The pros and cons of agile project management

Can agile project management work for your firm and, if so, how do you get started?

Agile project management is becoming more popular. What are the benefits of using it? And what happens when agile projects go wrong?

More than 70 per cent of organisations use an agile method of project management for software development, according to a study of 3000 completed projects by US consulting firm Reifer Consultants.

The Reifer study found that agile projects were more productive than traditionally run projects (by 7 to 12 per cent) and more likely to hit tight deadlines (by 50 to 87 per cent).

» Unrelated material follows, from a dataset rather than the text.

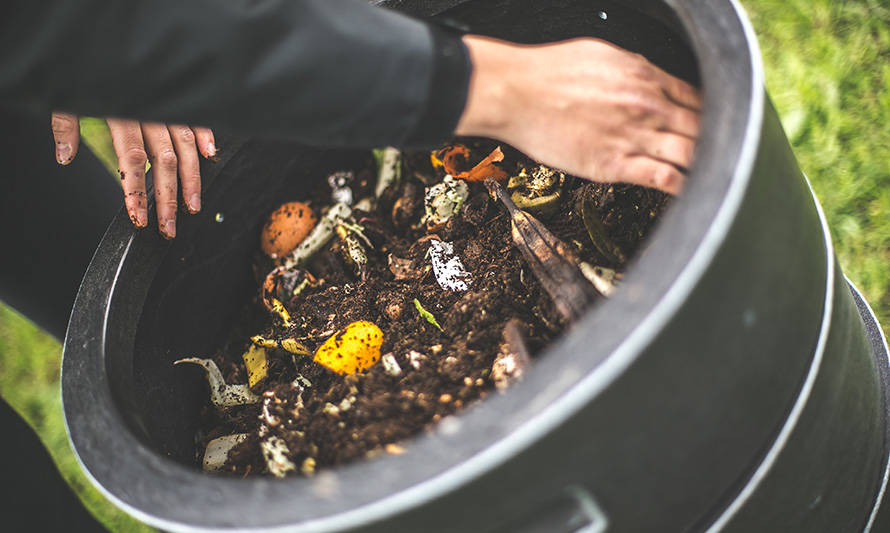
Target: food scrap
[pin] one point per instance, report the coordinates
(504, 253)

It’s little wonder then that agile has spread into other fields. A global survey by analyst firm Freeform Dynamics found that more than a third of organisations are widely using agile in other business functions, including R&D, operations, customer service, marketing, sales, HR, finance, and administration. 

Can agile work for your firm and, if so, how do you get started?

What is agile?

The first thing to understand is that agile refers to a number of methods, although all have a similar aim: to take a collaborative and iterative approach to project management.

A conventional project typically involves a lot of planning and is worked on by separate departments according to a set sequence of highly prescriptive stages. By contrast, an agile project is typically handled by a cross-functional team from beginning to end. The project is divided into smaller tasks that are completed quickly, but subject to regular feedback and change based on that feedback.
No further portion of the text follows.